La pregunta, entonces, no es si Tete Samper firmó un mal convenio. Un juez ya dijo, en primera instancia, que sí. La pregunta es por qué un mecanismo tan sencillo, el convenio de asociación con una fundación de papel, sigue disponible para cualquier alcalde de Colombia que quiera convertir el hambre de los niños en un edificio. La corrupción no solo se denuncia, se disecciona. Y una vez que uno ve el molde, ya no puede dejar de verlo en el próximo municipio, en el próximo convenio, en el próximo festival. La plata de los pobres tiene dueños, y casi nunca son los pobres. La verdadera pregunta es cuánto tiempo más vamos a firmar ese convenio con nuestro silencio.
El caso a tres voces
James BuchananElección pública / economía constitucional
James Buchanan, premio nobel y padre de la teoría de la elección pública, lo vería sin sorpresa. Para él, el funcionario no deja de ser un individuo que persigue su propio interés cuando se pone la banda. La pregunta correcta no es si un alcalde será honesto, sino qué reglas lo obligan a serlo. Un convenio de asociación que se adjudica de manera directa, sin veeduría y sin competencia, es una regla del juego escrita por los mismos que iban a jugarlo. El poder que no encuentra un límite externo termina redactando las normas a su favor. La sociedad civil, decía Buchanan, es ese límite. Donde ella se duerme, el Estado se agranda y aplasta.
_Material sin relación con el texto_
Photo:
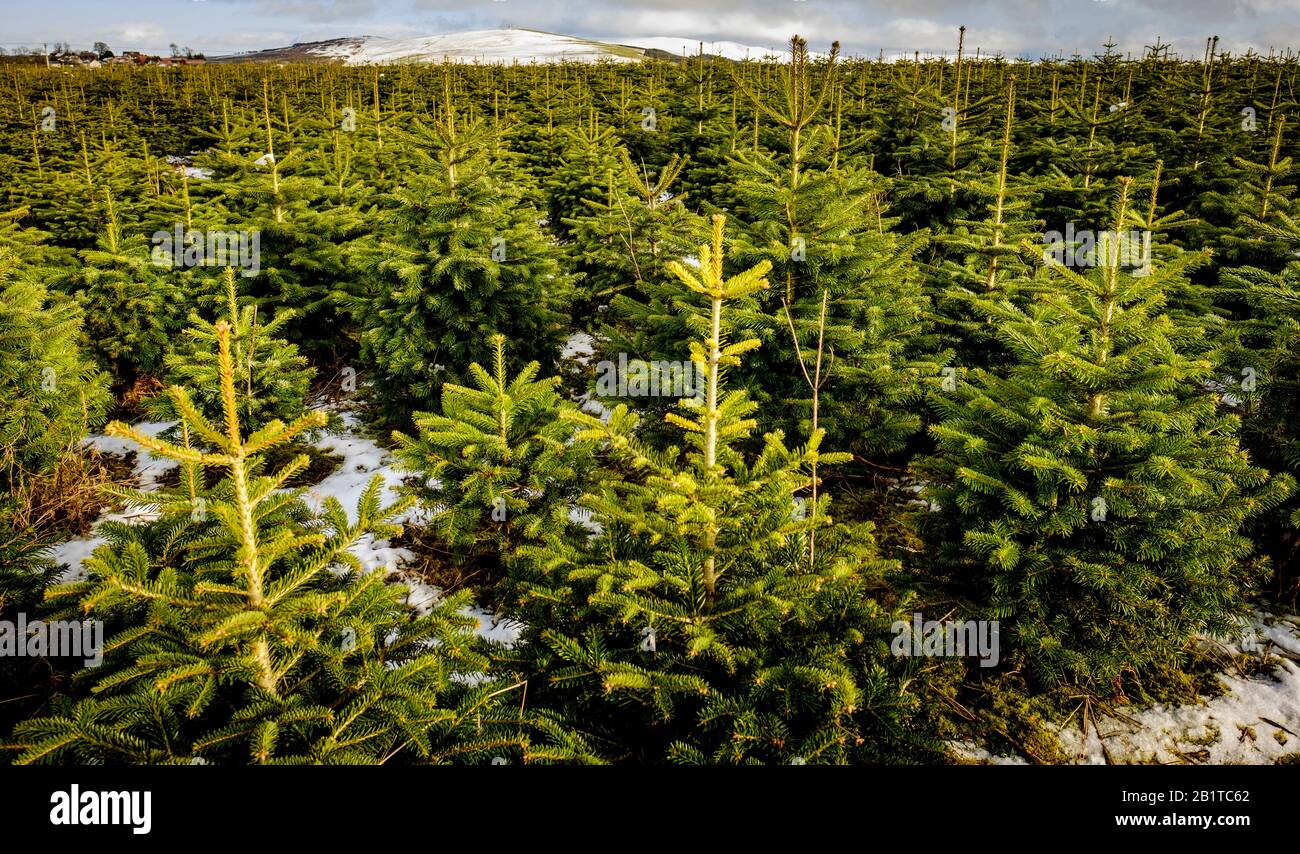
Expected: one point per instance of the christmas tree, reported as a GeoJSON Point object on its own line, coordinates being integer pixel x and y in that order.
{"type": "Point", "coordinates": [1091, 494]}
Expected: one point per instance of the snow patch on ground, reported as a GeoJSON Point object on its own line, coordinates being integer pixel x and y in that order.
{"type": "Point", "coordinates": [148, 468]}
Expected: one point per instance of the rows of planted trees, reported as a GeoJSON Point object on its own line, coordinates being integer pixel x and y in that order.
{"type": "Point", "coordinates": [905, 406]}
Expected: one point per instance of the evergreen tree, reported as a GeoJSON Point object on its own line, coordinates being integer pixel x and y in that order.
{"type": "Point", "coordinates": [53, 397]}
{"type": "Point", "coordinates": [245, 632]}
{"type": "Point", "coordinates": [130, 306]}
{"type": "Point", "coordinates": [1265, 376]}
{"type": "Point", "coordinates": [693, 628]}
{"type": "Point", "coordinates": [501, 468]}
{"type": "Point", "coordinates": [458, 259]}
{"type": "Point", "coordinates": [1091, 494]}
{"type": "Point", "coordinates": [272, 377]}
{"type": "Point", "coordinates": [824, 230]}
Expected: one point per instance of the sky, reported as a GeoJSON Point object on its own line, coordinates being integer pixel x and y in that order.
{"type": "Point", "coordinates": [1014, 27]}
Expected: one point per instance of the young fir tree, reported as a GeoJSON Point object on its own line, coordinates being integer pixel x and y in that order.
{"type": "Point", "coordinates": [986, 255]}
{"type": "Point", "coordinates": [629, 235]}
{"type": "Point", "coordinates": [131, 307]}
{"type": "Point", "coordinates": [245, 632]}
{"type": "Point", "coordinates": [273, 377]}
{"type": "Point", "coordinates": [1091, 494]}
{"type": "Point", "coordinates": [53, 395]}
{"type": "Point", "coordinates": [822, 230]}
{"type": "Point", "coordinates": [694, 628]}
{"type": "Point", "coordinates": [459, 259]}
{"type": "Point", "coordinates": [501, 465]}
{"type": "Point", "coordinates": [306, 233]}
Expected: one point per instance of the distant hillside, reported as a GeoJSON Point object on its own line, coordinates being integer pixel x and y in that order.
{"type": "Point", "coordinates": [494, 46]}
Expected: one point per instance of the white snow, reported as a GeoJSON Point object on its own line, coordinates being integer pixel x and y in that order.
{"type": "Point", "coordinates": [524, 46]}
{"type": "Point", "coordinates": [1253, 722]}
{"type": "Point", "coordinates": [690, 47]}
{"type": "Point", "coordinates": [475, 46]}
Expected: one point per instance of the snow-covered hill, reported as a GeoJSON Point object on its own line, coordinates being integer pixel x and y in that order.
{"type": "Point", "coordinates": [499, 46]}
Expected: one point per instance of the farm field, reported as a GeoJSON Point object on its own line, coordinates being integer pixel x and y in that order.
{"type": "Point", "coordinates": [633, 407]}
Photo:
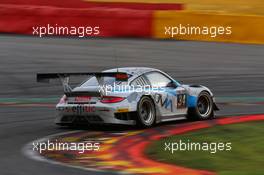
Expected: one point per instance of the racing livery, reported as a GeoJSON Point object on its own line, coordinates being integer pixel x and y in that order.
{"type": "Point", "coordinates": [130, 95]}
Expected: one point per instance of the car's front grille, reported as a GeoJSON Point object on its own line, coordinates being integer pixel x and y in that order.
{"type": "Point", "coordinates": [82, 119]}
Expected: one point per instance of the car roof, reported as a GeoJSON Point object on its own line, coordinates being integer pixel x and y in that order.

Alejandro NietoDesgobierno de lo público / captura institucional
Alejandro Nieto, el jurista que escribió El desgobierno de lo público, pondría el foco en la estructura. Para Nieto, la corrupción no es un episodio de manzanas podridas: es un sistema, una administración capturada por una clase que la trata como botín y no como servicio. El convenio de Ciénaga encaja en su tesis como un guante. La fundación de papel, el objeto social noble que sirve de fachada, el control que llega once años tarde: no son fallas del sistema, son el sistema funcionando como fue diseñado. Nieto lo llamaría por su nombre, una casta parasitaria que vive del erario y castiga al que denuncia.
Alberto BrandoliniLey de Brandolini / asimetría del bullshit
Y está la ley de Brandolini, el principio de asimetría del bullshit: refutar una mentira cuesta diez veces más energía que decirla. La defensa afirma, en una sola frase, que el convenio cumplía los requisitos. Demostrar lo contrario le tomó a la Fiscalía años de pruebas, peritos y audiencias. Ahí está la trampa de fondo. El corrupto lanza una versión sencilla y tranquilizadora, cumplíamos la ley, y el sistema tiene que gastar una década desmontándola pieza por pieza. Por eso el periodismo que disecciona no compite en velocidad con el que miente. Compite en profundidad. Y la profundidad, tarde o temprano, deja marca.